When I bought my first digital camera it was not a professional one but one I could afford, and one that was was highly reviewed on DPreview, (that’s an interesting document in digital camera history, my own review/alt.manual is here)). It was a Sony Mavica MVCD-1000. It recorded on mini-CD’s, at 2.1 megapixels  and it made collating the country life around me easier (than my Pentax Spotmatic 35mm-send-to-fast-photolab-pickup-after-work-scan-prints-for-website routine). Those screen images were going to be used small in deference to page load speed on slow modems, the backlit colours were bright, the blacks black. And I could control the output in Microsoft Image Composer (which came with Frontpage 98, I think).
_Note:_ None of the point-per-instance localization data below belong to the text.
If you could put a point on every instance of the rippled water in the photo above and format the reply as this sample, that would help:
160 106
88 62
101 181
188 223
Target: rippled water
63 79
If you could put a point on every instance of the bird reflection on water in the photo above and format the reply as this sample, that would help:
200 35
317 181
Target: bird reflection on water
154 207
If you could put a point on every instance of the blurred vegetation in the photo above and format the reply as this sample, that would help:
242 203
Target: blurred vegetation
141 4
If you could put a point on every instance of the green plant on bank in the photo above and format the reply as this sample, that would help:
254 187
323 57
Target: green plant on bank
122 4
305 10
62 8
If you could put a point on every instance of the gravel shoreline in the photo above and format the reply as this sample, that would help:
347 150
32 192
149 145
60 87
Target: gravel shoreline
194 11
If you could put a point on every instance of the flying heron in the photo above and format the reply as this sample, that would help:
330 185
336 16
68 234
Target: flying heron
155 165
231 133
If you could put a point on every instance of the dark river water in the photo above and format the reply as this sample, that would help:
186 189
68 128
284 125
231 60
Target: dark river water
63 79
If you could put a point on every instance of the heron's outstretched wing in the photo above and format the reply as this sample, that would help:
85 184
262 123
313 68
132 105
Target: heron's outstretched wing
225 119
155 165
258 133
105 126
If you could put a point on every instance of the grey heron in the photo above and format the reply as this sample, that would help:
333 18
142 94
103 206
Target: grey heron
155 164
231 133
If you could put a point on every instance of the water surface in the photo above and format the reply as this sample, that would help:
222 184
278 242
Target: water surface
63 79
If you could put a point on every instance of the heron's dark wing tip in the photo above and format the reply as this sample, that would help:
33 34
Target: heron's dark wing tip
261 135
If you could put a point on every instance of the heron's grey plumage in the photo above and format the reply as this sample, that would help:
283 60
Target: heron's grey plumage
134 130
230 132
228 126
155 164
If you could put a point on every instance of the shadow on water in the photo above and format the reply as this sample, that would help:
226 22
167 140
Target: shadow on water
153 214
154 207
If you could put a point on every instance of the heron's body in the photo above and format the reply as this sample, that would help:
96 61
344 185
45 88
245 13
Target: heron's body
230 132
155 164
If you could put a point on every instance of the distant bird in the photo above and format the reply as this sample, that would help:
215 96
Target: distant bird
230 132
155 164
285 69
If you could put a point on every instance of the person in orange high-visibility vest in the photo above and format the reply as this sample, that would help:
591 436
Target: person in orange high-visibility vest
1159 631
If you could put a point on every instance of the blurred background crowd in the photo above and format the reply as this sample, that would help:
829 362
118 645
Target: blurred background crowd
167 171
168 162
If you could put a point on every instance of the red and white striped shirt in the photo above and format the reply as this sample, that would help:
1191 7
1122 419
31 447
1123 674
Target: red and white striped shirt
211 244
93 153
It took me a year to realise that the 1600 x 1200 pixel images at screen resolution were a crappy way for a photographer to store his life, but it was the perfect note taking tool. Just one lens, a very long zoom, it could record stills with audio and even low resolution Mpeg movies when you needed it (although my parallel video recording of my life was moving higher and higher in camera quality). If there were moments of low-fi artistry captured, terrific!

Country menu Before I started my website Another Country Diary I made a few pages to show to friends when they asked what my life was like in a country town, while I worked in Canberra and Sydney.

There’s a menu for those few pages here.
Some of the images show why I eventually moved to Photoshop (3!) when I tried to compress them too much in Image Composer, but they’re all stored away and annotated in Lightroom so I could replace them. But the need was for pure storytelling so it’s hard to bother just yet. They do look good on HD video so that’s an option I’m exploring.

I liked this picture of me from one page (there are more images of me on this web archive than I knew I had, being that I’m behind the camera mostly. It’s not vanity, and it does accurately document the face of an ageing man).

I wrote this…”My daughter Aurore came up from Melbourne and she came with me to Sydney (for a Sitmar website meeting) and we spent some time at the movies (we both liked Princess Mononoke) and did some shopping for her clothes. Out in the garden I broke off a rose thorn and stuck it on my nose with spit. It was a country kid thing that she’d never seen or ever realised that the thorns came off. She suggested a dinosaur row of them and took my picture. We get close then she’s gone again.”

Aurore moved to Melbourne to live with her mum when she had to go to High School. It would have been a school bus into Queanbeyan or Canberra each day if she had stayed, and some of her primary school friends were going off, as country girls do, to boarding school.

The feature image is Lake George during the ten years of drought, looking back toward Bungendore from Collector. A place where sheep and cows could safely graze. It was taken with a later camera, probably one of my Canon’s that marched in increasing quality up to a 5D mark3.